With the growth of genomic data, the ability to use and mine this data for drug targets and disease pathways depends on successful organization and linking of information within databases, and search algorithms. This symposium will discuss databases, database construction, and aspects of organizing genomic data and successfully mining it to link it with chemical structural data for drug design.
Reimagining Libraries as Innovation Centers: Enabling, Facilitating & Collaborating throughout the Research Life Cycle

Oral

For the past several years, new technologies and services are greatly changing the image of libraries. In higher education, librarians and information professionals are transforming the collections, services, and spaces that libraries provide to help advance research, learning community innovations, and facilitate collaborations with researchers. Libraries now house Maker Spaces, Media Centers, and other exciting spaces for creating and experimenting. Moreover, libraries are offering many non-traditional instruction and services such as advanced software training, data management and sharing assistance, exploration in scientific research methods and writing, and assistance with data visualization and analysis.
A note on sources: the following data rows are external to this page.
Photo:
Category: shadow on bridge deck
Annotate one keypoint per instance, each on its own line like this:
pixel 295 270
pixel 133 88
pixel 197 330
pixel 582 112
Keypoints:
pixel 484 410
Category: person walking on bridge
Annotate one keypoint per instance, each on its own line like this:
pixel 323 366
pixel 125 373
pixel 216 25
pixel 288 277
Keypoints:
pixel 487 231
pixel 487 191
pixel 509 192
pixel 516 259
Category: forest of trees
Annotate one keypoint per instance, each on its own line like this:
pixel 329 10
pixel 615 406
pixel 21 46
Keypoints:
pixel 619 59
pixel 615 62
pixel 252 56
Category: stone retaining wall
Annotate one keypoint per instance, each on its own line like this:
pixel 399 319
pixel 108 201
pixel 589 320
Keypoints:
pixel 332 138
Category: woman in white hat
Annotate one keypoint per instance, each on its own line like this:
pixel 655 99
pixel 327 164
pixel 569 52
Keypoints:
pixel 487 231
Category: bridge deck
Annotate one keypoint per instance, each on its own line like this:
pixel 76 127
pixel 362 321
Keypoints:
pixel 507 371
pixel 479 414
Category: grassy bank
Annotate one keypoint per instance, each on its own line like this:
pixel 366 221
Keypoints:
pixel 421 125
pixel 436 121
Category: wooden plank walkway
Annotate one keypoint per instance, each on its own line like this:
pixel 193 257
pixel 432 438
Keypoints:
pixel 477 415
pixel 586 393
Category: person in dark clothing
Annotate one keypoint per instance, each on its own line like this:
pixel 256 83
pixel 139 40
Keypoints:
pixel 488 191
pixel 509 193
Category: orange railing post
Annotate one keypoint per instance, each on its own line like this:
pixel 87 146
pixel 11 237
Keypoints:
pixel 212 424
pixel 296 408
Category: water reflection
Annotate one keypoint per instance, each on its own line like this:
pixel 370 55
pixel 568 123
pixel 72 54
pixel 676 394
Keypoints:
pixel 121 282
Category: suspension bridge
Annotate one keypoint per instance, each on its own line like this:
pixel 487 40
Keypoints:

In Chemistry, librarians have also started to collaborate with chemists on cheminformatics projects such as establishing infrastructure and metadata standards for broader data sharing. This session will explore how these innovative services in libraries have facilitated new collaborations between librarians/information professionals, faculty, researchers and students. Perspectives from any of these collaborating parties are welcome to contribute to this session.
Tomayto vs. Tomahto: Overcoming Incompatibilities in Scientific Data

Oral

We live in a time when the amount of scientific data grows rapidly. Computer hardware is getting faster by the minute; software algorithm is becoming smarter; advancement in laboratory technologies allows us to explore new chemical spaces; scientific literature is being digitalized for easier access. All these improvements have resulted in greater scientific data collection. However, a lack of industry standard, hardware/software incompatibilities, incorrect and duplicate data, etc. also make the analysis more and more challenging. This symposium will focus on current challenges and developments in dealing with data incompatibilities. Related research topics include, but not limited to: a)Data incompatibility caused by differences in hardware and software, e.g. migration from legacy systems to new systems. b)The importance of industry standard for scientific data. c)Curating and validating large databases, to remove incorrect data point and avoid duplicates. d)The advantages and disadvantages of Contributed source vs. proprietary. e)Collaboration within the scientific community in dealing with data compatibility.
General Papers

Oral

Informatics & Quantum Mechanics: Combining Big Data & DFT in Pharma & Materials

Oral

Density functional theory (DFT) has provided researchers in materials science with a valuable tool as quantum chemical calculation method for quite some time. In recent years, it has also found its use in biological applications such as drug discovery. However, performing DFT for a large set of complexes had been prohibitively expensive until quite recently. Now, there is a wave of efforts in applying DFT calculations to screening of materials or chemicals for specific properties. This session will showcase some of the frontrunners in this cutting edge research field. Possible invitees include researchers both in materials and pharmaceutical industries working with computational methods and informatics.